Hop off with crazy frogs for free

The music and ringtone business is being ripped off to the tune of £75m per year, as people grab free previews of ringtones via PCs and transfer them to their phones, says software company QPass.

The company studied 100 "leading" download sites - 42 mobile carrier portals, and 58 "online entertainment" and music stores offering full-track music downloads - and found that the preview files could be downloaded and used as ringtones at one-third of them. Two-thirds of the sites offered preview files between 15 and 30 seconds long, "the perfect length for a ringtone".

In some cases, the sites didn't have the the rights to distribute artists' ringtones, while others are ringtone specialists which are "inadvertently giving away their products for free", Qpass says.

The trouble is that many sites want customers to have the chance to listen to a ringtone before they buy. However, "this is the mobile and cyber-equivalent of test-driving a car and then not having to give it back to the garage," said Steve Shivers, a senior veep at Qpass. "When the trial is as good as the actual product, why should consumers spend money buying it? It’s so simple to shoplift ringtones that even a 12 year old child could do it."

The comment reminded us initially of the Marx Brothers; our initial efforts to find a price-free lunatic amphibian came to naught, until we recalled its origin. Bingo, an MPEG from which we could strip the soundtrack. Take that, Jamster!

Qpass points out that the ringtone market presently accounts for between 6 and 10 per cent of music industry revenues, and estimates that by the end of 2007 the "lost revenue" through this loophole - if left unsecured - could total £230m, "making this a significant revenue leakage problem".

Actually, you can dispute the significance. The worldwide music business is worth $30bn, so presently this is just 0.2 per cent, a rounding error. And research company Strategy Analytics reckons ringtones will be worth $9.4bn (£5.2bn) in 2008, which makes this level of stealing from insecure sites look trivial.

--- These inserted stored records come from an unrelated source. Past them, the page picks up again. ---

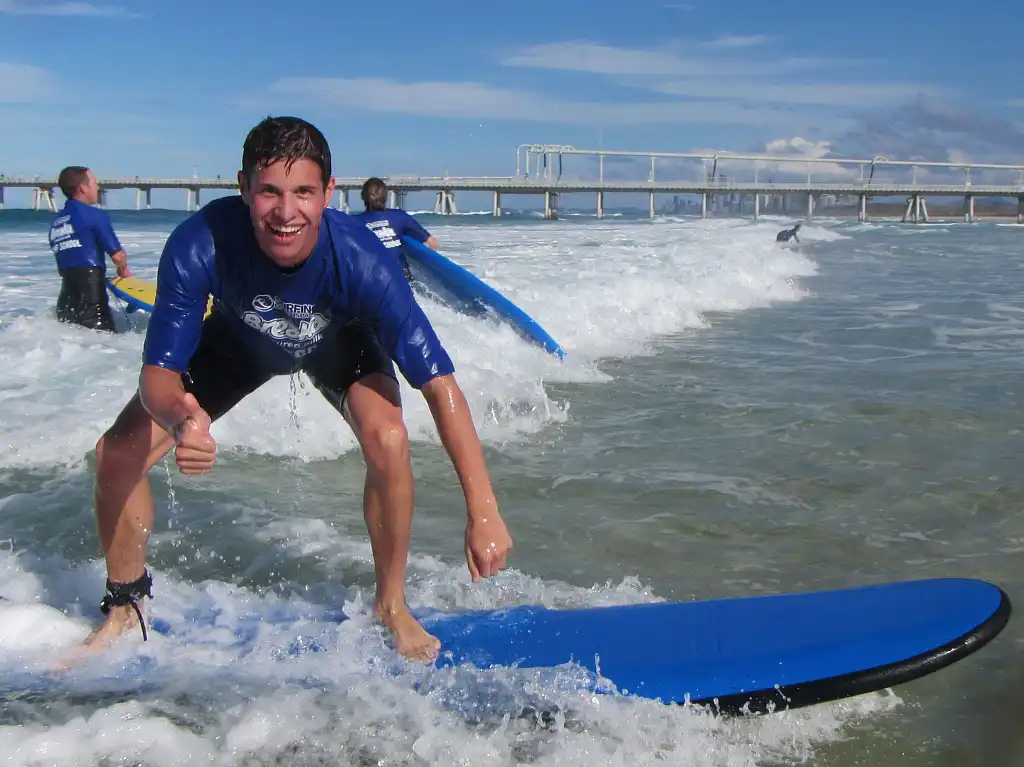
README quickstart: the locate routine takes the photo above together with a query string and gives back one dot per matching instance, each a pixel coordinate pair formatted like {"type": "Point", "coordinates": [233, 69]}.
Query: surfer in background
{"type": "Point", "coordinates": [297, 287]}
{"type": "Point", "coordinates": [390, 224]}
{"type": "Point", "coordinates": [787, 235]}
{"type": "Point", "coordinates": [80, 236]}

But be assured that the record labels are always looking for ways to plug such leaks, and so pull in more cash one way or another.

For an example, look no further than South Korea (OK, it is a fair way to look), where ISPs used to offer bloggers a choice of three "welcome music" songs, consisting of tracks that would greet the casual surfer on visiting the blogger's page. Those songs - picked from a wider range of big-name artists' repertoire - weren't licensed from the record companies; the ISPs just used them. Oh, and charged the bloggers for them.

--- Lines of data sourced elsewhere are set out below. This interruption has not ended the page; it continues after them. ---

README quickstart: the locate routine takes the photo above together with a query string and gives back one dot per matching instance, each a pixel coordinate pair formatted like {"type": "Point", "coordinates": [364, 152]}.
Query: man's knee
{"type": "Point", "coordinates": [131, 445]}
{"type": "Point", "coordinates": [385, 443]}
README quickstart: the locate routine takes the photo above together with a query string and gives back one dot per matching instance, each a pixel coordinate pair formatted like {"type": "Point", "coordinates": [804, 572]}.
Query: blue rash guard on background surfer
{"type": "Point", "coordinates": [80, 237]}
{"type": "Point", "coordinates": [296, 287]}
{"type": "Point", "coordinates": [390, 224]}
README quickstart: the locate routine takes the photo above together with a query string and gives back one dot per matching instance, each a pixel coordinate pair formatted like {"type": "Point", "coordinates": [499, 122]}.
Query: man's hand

Enter the record labels, which heard about this and thought that actually they'd like a cut of the action, despite South Korea's general indifference to IP law. After some considerable pressure a deal was signed: bloggers for their money now get a choice of 10 tracks that may greet the happy surfer, and the labels are getting a cut. How big a cut? Well, our source wouldn't say, but did point out that it was more than zero. "Artists might look at their royalty statements and wonder why they're getting money from Korean blogs," he said. "Well, that's why." Even if it is less than £230m.

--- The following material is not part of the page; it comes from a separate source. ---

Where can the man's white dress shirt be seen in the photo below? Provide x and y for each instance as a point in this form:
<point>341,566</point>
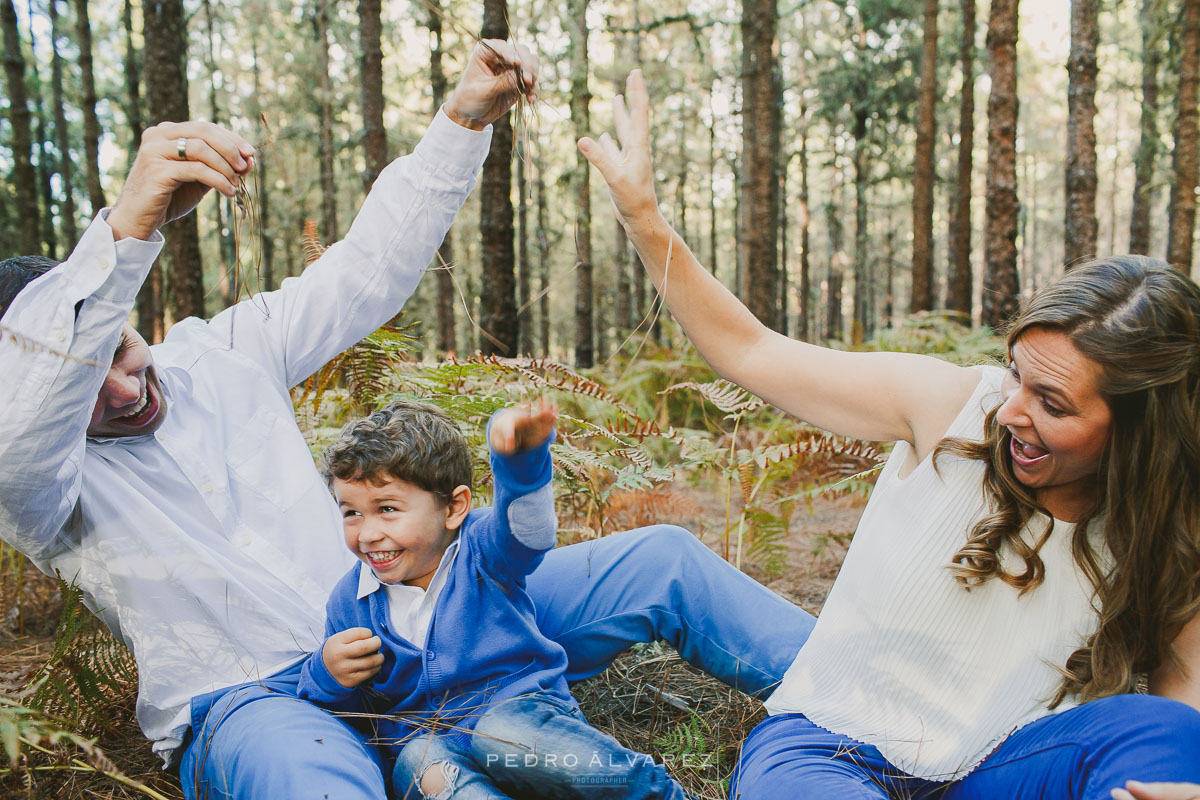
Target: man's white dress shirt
<point>210,546</point>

Which brings us back to Qpass, which says unsurprisingly that the sites should secure their content, and should do it using Flash, which is pre-installed on 98.3 per cent of computers. Jamster already seems wise to this: its preview function uses Flash, and the software checks for Flash up to version 20. As we're only on version 7.2, it looks like we may have many more years of that accursed amphibian to come.